Weiße Kleidung ohne Bleichmittel aufhellen: 6 zuverlässige Tipps

Weiße Kleidung verliert mit der Zeit unweigerlich an Strahlkraft – sie wird durch hartes Wasser grau oder durch Schweiß und Deodorant gelb. Aggressive Bleichmittel (wie z.
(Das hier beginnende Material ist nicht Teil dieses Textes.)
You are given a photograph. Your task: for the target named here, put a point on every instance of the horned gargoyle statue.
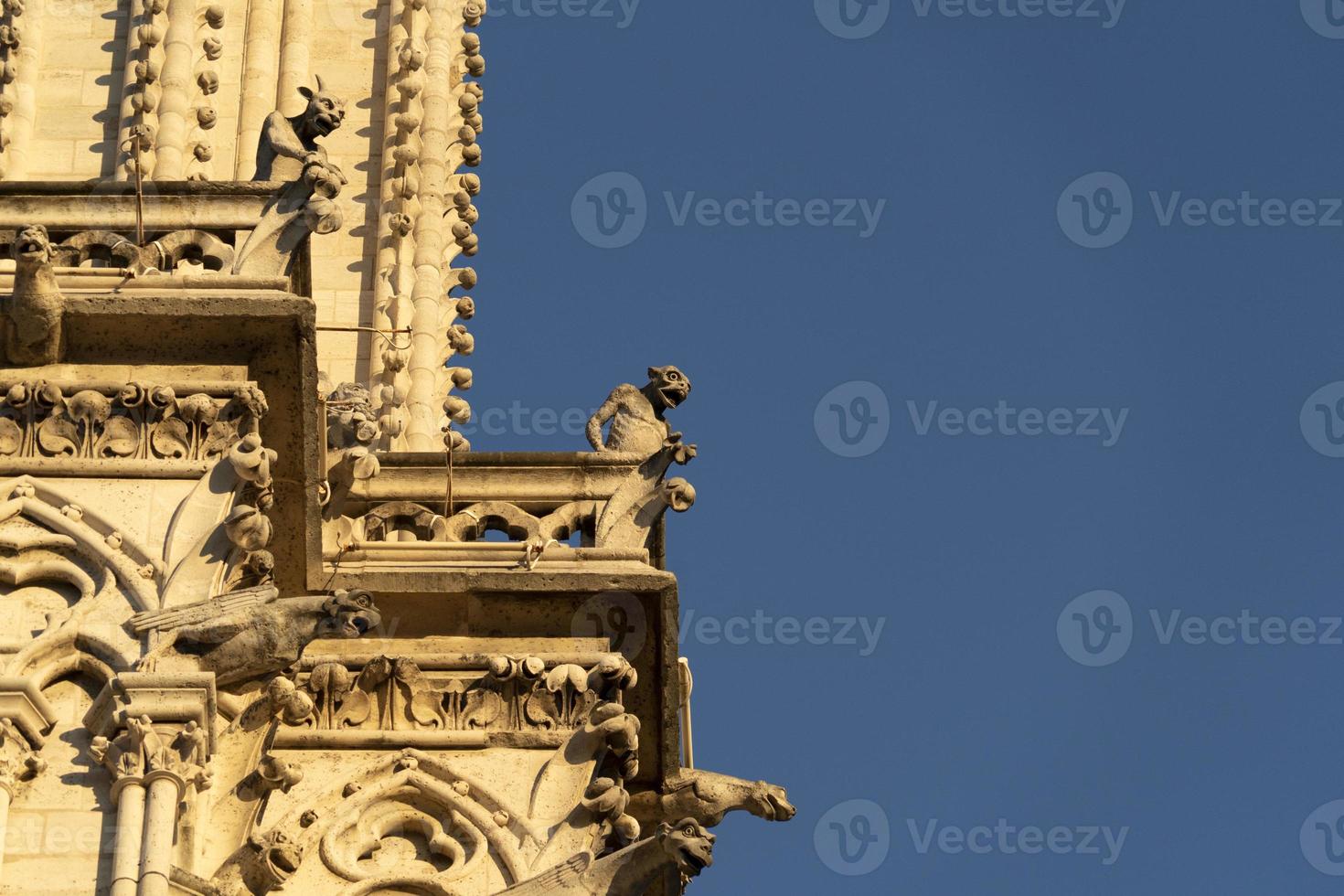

B. Bleichmittel) zerstören jedoch die Fasern und machen die Kleidung reißanfälliger.

Hier sind 6 zuverlässige Tipps, um Ihre Kleidung mit Hausmitteln wieder strahlend weiß zu machen:

  1. Die Kraft des Zitronensafts (Natürlicher Aufheller)
    Zitronensäure wirkt als sanftes, aber effektives natürliches Bleichmittel.
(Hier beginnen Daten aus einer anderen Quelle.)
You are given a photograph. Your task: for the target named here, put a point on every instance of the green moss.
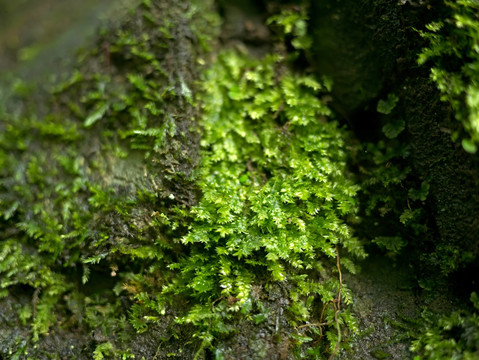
(115, 225)
(453, 55)
(453, 336)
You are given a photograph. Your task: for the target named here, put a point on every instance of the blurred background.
(38, 34)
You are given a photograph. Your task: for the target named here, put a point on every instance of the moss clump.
(110, 224)
(454, 58)
(275, 197)
(87, 178)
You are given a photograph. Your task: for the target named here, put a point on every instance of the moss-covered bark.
(117, 241)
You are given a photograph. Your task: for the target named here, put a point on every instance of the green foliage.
(292, 25)
(453, 53)
(275, 193)
(274, 198)
(453, 336)
(85, 186)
Anwendung: Geben Sie eine halbe Tasse Zitronensaft in den Spülgang.
Bei hartnäckigen Flecken: Kochen Sie weiße Kleidung in einem großen Topf mit Wasser und Zitronenscheiben. Lassen Sie sie eine Stunde einwirken und waschen Sie sie anschließend.

  1. Natron (Weichmacher und Reiniger)
    Natron hellt nicht nur auf, sondern entfernt auch Gerüche und macht hartes Wasser weicher, das für das Vergrauen verantwortlich ist.

Anwendung: Geben Sie eine halbe Tasse Natron direkt zu Ihrem Waschmittel.

Tipp: Bei gelblichen Achseln eine Paste aus Natron und etwas Wasser anrühren, auf die betroffene Stelle auftragen und 30 Minuten einwirken lassen.

  1. Weißweinessig (gegen Kalkablagerungen)
    Essig ist ein wahres Wundermittel, das Waschmittelreste und Kalkablagerungen aus den Fasern löst.

Anwendung: Geben Sie eine halbe Tasse Weißweinessig in das Weichspülerfach.

Ergebnis: Ihre Wäsche wird nicht nur weißer, sondern auch weicher – ganz ohne Chemie. (Keine Sorge, der Essiggeruch verfliegt nach dem Trocknen vollständig.)

  1. Wasserstoffperoxid (3 %)
    Peroxid ist ein chemiefreies, auf Sauerstoff basierendes Bleichmittel, das für die meisten Textilien geeignet ist.

Anwendung: Geben Sie eine halbe Tasse Peroxid zu Ihrer normalen Wäsche.

Hinweis: Es eignet sich auch hervorragend zum Entfernen von Blut- oder Weinflecken auf weißer Wäsche. 5. Aspirin (Trick gegen Vergilbung)
Die Salicylsäure im Aspirin kann die Proteine ​​aufspalten, die gelbe Schweißflecken verursachen.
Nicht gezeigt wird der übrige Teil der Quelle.